Governor C.L. “Butch” Otter has presented the highest civilian honor the State of Idaho bestows to Idaho educator and former astronaut Barbara Morgan.
Morgan received the Idaho Medal of Achievement at the conclusion of Governor Otter’s State of the State address before a joint session of the Idaho Legislature. Also in attendance were state elected officials, Idaho Supreme Court justices and Idaho Court of Appeals judges.
“It is a great honor to live and work with the people of Idaho. This beautiful award gives me the opportunity to thank everyone,” Morgan said. “I want especially to thank the Idaho Medal of Achievement commissioners, our Idaho Governor Butch Otter, and the school teachers of Idaho, who are my inspiration.”
A former NASA astronaut, Morgan joined Boise State in 2008 as distinguished educator in residence less than one year after her historic mission to the International Space Station aboard the shuttle Endeavor. During her years at Boise State, she provided vision and leadership to K-12 STEM teachers throughout Idaho and acted as a mentor to science and engineering students across the university.
She also leveraged her considerable experience as a classroom teacher and astronaut to initiate and cultivate many opportunities for students both locally and nationally. She helped prepare eight Boise State undergraduate teams for NASA’s Microgravity University, supported the Idaho Science and Aerospace Scholars program for high school students and mentored participants in NASA’s Pre-Service Teacher Institutes for teaching majors, among others.
The Idaho Medal of Achievement was created by executive order in November 2015 to recognize individual Idahoans for their “exceptional, meritorious, and inspirational” service to the people of Idaho.

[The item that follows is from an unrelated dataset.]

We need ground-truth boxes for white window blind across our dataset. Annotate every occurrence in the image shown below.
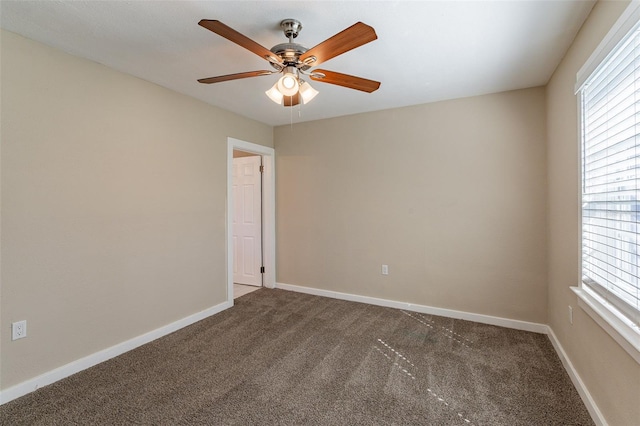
[580,18,640,325]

“It is uniquely fitting that the first recipient of Idaho’s highest civilian honor goes to a pioneering educator who brought the promise of space flight to our students from a classroom above the clouds,” Governor Otter said. “Her career as an educator and then an astronaut has inspired a generation of young people not only about the importance of science but how high you can go when you aspire to do great things.”

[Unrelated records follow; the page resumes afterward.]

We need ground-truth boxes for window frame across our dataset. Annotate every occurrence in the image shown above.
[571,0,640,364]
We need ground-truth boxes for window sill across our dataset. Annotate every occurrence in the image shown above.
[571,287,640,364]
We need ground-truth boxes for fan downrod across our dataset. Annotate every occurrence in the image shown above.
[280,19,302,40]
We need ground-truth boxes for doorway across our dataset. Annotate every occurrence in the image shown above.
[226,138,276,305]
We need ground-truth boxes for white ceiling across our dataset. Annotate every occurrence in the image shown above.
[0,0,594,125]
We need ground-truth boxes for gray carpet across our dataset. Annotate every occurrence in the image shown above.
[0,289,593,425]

Morgan spent 24 years as an elementary school teacher and was the back-up to Christa McAuliffe, who was to be America’s first teacher in space. Following McAuliffe’s death in the 1986 Space Shuttle Challenger disaster, Morgan became the first teacher-astronaut to travel to space aboard the shuttle Endeavor in 2007.

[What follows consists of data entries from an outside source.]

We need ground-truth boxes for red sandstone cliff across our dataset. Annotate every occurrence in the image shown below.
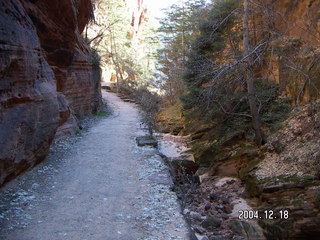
[252,0,320,104]
[0,0,101,185]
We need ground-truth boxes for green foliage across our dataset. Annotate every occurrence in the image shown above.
[157,0,206,104]
[85,0,158,88]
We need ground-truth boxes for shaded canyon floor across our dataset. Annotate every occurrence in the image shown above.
[0,93,189,240]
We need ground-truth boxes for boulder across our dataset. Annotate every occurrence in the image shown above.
[136,136,158,148]
[169,158,199,176]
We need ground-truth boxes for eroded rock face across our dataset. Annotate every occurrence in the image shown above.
[0,0,101,185]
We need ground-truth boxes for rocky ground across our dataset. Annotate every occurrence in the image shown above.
[0,93,189,240]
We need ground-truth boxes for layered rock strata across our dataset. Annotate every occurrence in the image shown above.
[0,0,101,185]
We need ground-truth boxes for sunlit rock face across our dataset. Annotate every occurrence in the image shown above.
[0,0,100,185]
[252,0,320,104]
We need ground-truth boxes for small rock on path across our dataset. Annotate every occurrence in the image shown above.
[0,93,188,240]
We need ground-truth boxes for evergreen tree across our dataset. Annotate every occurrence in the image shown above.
[158,0,206,104]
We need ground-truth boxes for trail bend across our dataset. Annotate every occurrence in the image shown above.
[0,93,188,240]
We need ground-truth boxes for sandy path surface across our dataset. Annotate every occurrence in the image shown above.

The four-member Idaho Medal of Achievement Commission unanimously included Morgan as one of the top three candidates submitted to Gov. Otter for his final consideration.
“We were highly impressed by the caliber of the candidates, which made the commission’s job of narrowing the field all the more challenging,” said former Idaho Chief Justice Linda Copple Trout, who led the Idaho Medal of Achievement Commission. “However, Barbara’s legacy as an educator and pioneer in her field made her candidacy emblematic of what this award was designed to honor.”
The Idaho Medal of Achievement is awarded annually to individuals – living or dead – who are nominated by the public. The Medal of Achievement Commission will advance the names of no more than five finalists annually for the Governor’s consideration.
The public is encouraged to go to the Governor’s website or contact the Governor’s Office by mail to nominate deserving individuals for the 2017 award, which will be presented at the end of the Governor’s 2018 State of the State address. The deadline for nominations for the 2017 award is March 31.
Besides Copple Trout, the Medal of Achievement Commission includes former Idaho Secretary of State Ben Ysursa, Idaho Business for Education Chairman Skip Oppenheimer, and Public Employee Retirement System of Idaho (PERSI) board member Kirk Sullivan.
Coeur d’Alene-based Hecla Mining Co. provided the silver for the Idaho Medal of Achievement and is sponsoring the award.
“Hecla Mining Company is honored to be a part of this program by providing the silver for the award recognizing the distinguished recipient of the first Idaho Medal of Achievement, Barbara Morgan,” Hecla Chairman and CEO Phillips S. Baker said. “While it is given to a deserving individual, it represents the quality of all Idahoans.”
Each medallion is made of 99.9-percent fine silver and weighs 19.7 troy ounces. It features a relief carving of the Idaho State Capitol on the front and the Idaho State Seal on the back.